Since the Provisional Irish Republican Army (IRA) called a ceasefire and ended its armed campaign in 1997, breakaway groups opposed to the ceasefire ("dissident Irish republicans") have continued a low-level armed campaign against the British security forces in Northern Ireland. The main paramilitaries involved are the Real IRA, Continuity IRA and Óglaigh na hÉireann. They have targeted the British Army and Police Service of Northern Ireland (PSNI) in gun and bomb attacks, as well as with mortars and rockets. They have also carried out bombings that are meant to cause disruption. However, their campaign has not been as intensive as the Provisional IRA's. Since 2007, when the British government declared the end of Operation Banner, the PSNI has been the main target instead of the British Army.
The dissident republican campaign began towards the end of the Troubles, a 30-year period of conflict in Northern Ireland that resulted in over 3,500 deaths. The Good Friday Agreement of May 1998 is generally seen as marking the end of the Troubles. Like the Provisional IRA, the main Ulster loyalist paramilitaries have also been on ceasefire. However, dissident (anti-ceasefire) loyalists have continued to engage in terrorist actions and violence also; although it is mostly unrelated to the republican campaign. To date, two British soldiers, two PSNI officers and one Prison Service guard have been killed as part of the republican campaign. Over 40 civilians have also been killed by republican paramilitaries, 29 of whom died in the Omagh bombing.
*''For a timeline of the campaign, see the timelines of Real IRA actions, Continuity IRA actions and Óglaigh na hÉireann actions.''
==Background==

Since the 1169 invasion of Ireland by Norman knights at the request of ousted King of Leinster Dermot MacMurrough, Ireland has, in part or in whole, been under English, and later British, administration. Rebellions against rule from Great Britain were unsuccessful until 1919–1921's Anglo-Irish War, when the original Irish Republican Army (IRA) succeeded in removing 26 of Ireland's 32 counties from the United Kingdom of Great Britain and Ireland as the Irish Free State. Although previously, the offer of Irish Home rule was agreed in the third Home Rule Bill, implementation was suspended by violent opposition in Ulster and the forming of the UVF, and later by the outbreak of the first world war.

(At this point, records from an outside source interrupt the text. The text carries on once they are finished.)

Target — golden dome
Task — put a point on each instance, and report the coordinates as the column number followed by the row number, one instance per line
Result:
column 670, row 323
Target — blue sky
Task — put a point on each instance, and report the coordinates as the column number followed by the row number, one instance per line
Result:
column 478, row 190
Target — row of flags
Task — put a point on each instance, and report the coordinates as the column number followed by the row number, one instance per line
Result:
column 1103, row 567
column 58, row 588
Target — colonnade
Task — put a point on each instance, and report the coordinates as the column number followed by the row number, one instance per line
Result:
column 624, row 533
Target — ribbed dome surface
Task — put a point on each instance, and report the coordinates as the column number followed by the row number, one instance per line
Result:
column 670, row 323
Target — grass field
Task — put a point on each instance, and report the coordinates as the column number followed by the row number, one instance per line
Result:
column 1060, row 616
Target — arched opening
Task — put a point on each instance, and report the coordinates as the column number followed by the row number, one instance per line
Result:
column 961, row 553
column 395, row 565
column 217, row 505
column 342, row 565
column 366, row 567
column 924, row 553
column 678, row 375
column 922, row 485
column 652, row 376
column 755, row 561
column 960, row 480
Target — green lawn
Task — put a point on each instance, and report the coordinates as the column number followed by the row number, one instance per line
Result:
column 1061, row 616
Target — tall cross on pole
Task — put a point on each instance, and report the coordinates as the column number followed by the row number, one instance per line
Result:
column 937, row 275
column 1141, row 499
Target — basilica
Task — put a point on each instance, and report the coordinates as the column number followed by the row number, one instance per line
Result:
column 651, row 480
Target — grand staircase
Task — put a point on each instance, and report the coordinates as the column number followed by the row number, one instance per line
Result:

Following the partition of Ireland by the Crown, the remaining six counties, located in the province of Ulster, became Northern Ireland and remained a part of the renamed United Kingdom of Great Britain and Northern Ireland.
A civil war followed in the new southern state, and the IRA split for the first time, into the Irish National Army—the war's victor, which became the army of the Free State—and the Anti-Treaty IRA, which was opposed to the treaty that had partitioned Ireland into two states.
The IRA ceased to be a significant force following its defeat in the Civil War, and it wasn't until a further split, into the Official IRA and Provisional IRA (PIRA) following the 1969 Northern Ireland riots, that a group calling itself the Irish Republican Army—this time the Provisionals—would again come to prove a significant military force. As a belligerent in what would come to be known as the Troubles, the PIRA waged an armed campaign against the British state that lasted until 1997 and claimed around 1800 lives.
The PIRA called an indefinite ceasefire in 1997 and decommissioned its arms in 2005 in accordance with the 1998 Good Friday Agreement, but a number of hardline splinter groups, known as dissident republicans, have vowed to continue using "armed struggle" to achieve the republican aim of a united Ireland.